The Huns decided: that's something we can do better, and they picked up an old buffalo skull, dipped it in gold and put it on the king's head as an absurd crown (think about the helmets of some knights in Monty Python and the Holy Gr-Gr-Grailll!), and stuck out their tongues against the mighty Sassanians. As for the Kidarite crowns, they probably just consisted of a circlet with some leftover carrots and bones from a copious meal stuck into it. What if they were just mocking their Sassanian enemies with this headgear?

It could be. What do we know about humor and parody in the early mediaeval Hun culture? Probably they were laughing a lot. But about what?

- Paul


Ancientnoob

"Everything is worth what its purchaser will pay for it."

- Publius Syrius

Pellinore

I have to make my apologies, I was too light-hearted, too shallow in interpreting serious signals of early medieval history. But I will make up by posting a link to a most interesting book about the matter, a very recent thesis (2014) by Nadia Hamid for Leiden University: Agency in Material? The Iconography of Headdresses at Bamiyan and What it Suggests about Relations with Neigboring Regions between the 5th and 8th Centuries A.D..

Bamiyan is the site in Afghanistan where two giant Buddhas were destroyed by the Taliban in 2001. It was an important Buddhist cult site in Tokharistan (that's the name for Bactria, or Afghanistan-Southern Uzbekistan, in the Sassanian centuries), and still yields a lot of archeological data. This is a book of 130 pages with some useful illustrations, also of coins (use F5 with 'coins' for the various pages where Nadia Hamid treats numismatics). The author gives a valuable sketch of history and culture of this Kushan-Sassanian-Kidarite-Hunnic-Turkic area, then pinning it down to Bamiyan, and evidence of headdresses/ crowns worn then and there - plus their function. Most instructive.
-- Paul

THCoins

No need to apologize for some light-heartedness ! Thanks for the link, will make an interesting read i am sure.

Anthony

Pellinore

I found another fine Hunnic drachm, a Kidarite (about 380-450) with a full frontal face (not 3/4 like many). Another unusual thing is, that it doesn't have two assistants at the side of the fire altar, but only one. At the other side is a huge vase or bowl with long stalks jutting out of it.
There's a tiny inscription under the altar on the reverse, read as 'pylwc' (according to Pfisterer) or 'Jadana' (according to Vondrovec).  I hope knowledgeable people seeing this drachm can read my coin and tell me what it says!

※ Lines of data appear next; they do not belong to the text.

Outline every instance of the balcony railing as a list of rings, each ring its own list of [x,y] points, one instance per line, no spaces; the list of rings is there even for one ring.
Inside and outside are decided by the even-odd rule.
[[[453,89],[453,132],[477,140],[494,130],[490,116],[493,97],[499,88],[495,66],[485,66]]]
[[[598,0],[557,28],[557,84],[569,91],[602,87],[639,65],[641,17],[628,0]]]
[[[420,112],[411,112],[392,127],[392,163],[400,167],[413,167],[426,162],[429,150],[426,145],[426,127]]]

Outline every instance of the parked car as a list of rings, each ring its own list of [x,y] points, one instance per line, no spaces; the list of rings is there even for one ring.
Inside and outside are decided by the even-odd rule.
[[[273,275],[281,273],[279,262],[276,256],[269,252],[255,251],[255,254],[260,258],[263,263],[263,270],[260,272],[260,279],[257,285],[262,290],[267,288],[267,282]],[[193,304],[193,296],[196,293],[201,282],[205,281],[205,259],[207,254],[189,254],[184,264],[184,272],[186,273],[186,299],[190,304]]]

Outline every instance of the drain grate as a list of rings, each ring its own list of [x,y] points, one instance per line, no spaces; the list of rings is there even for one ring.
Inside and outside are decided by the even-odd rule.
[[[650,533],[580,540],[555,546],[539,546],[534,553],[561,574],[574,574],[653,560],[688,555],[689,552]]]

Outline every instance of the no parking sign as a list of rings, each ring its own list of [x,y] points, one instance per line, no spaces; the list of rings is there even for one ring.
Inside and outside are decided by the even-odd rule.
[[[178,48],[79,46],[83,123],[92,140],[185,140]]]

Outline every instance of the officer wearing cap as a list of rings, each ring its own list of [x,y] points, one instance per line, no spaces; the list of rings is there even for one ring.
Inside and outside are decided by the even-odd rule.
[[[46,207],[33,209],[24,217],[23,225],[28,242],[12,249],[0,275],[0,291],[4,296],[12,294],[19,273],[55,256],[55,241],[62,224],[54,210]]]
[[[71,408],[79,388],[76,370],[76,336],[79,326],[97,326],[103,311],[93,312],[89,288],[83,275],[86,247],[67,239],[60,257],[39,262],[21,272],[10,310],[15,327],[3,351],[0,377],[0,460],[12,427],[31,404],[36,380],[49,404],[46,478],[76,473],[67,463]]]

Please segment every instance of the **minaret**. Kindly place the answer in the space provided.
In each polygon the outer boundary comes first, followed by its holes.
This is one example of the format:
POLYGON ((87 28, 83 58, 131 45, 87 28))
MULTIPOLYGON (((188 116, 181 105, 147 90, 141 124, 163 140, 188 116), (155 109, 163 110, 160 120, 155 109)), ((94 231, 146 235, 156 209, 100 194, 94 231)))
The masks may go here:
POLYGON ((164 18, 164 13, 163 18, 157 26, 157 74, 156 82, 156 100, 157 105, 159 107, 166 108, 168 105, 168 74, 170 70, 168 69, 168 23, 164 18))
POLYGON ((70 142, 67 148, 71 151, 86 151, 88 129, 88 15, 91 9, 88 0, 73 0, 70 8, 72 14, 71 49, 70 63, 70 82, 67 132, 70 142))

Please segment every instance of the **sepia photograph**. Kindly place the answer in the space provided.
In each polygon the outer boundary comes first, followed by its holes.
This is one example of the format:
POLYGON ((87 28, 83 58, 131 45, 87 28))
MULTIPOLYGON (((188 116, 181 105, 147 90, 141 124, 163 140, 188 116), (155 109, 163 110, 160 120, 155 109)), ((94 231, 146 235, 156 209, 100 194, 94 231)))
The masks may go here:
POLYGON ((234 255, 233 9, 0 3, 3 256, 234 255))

Technical description: AR drachme Kidara, ca. 400. Unknown king. Obv. Frontal bust with a crown topped by a poppyball globe on a crescent, leaves next to it. Hair balls at the sids of the head. Broad ribbons rising from the king's shoulders. No text. Rev. Fire altar with ONE assistant, the one at the right side has been replaced by a large bowl with branches. Text under altar 'pylwc' (according to Pfisterer) or 'Jadana' (according to Vondrovec).
4,00 gr., 29,5 mm. Göbl Hunnen 15 (= Vondrovec 15 A). Pfisterer 15. Vondrovec I Type 15 (not 15 A). Description p. 32.

mitresh

In the quest for Excellence, there's no finish line.

Figleaf

I can only echo that. That's a wonderfully scary face, brimming with character. If you'd have met him you'd have been in major trouble, I suppose.

Peter
An unidentified coin is a piece of metal. An identified coin is a piece of history.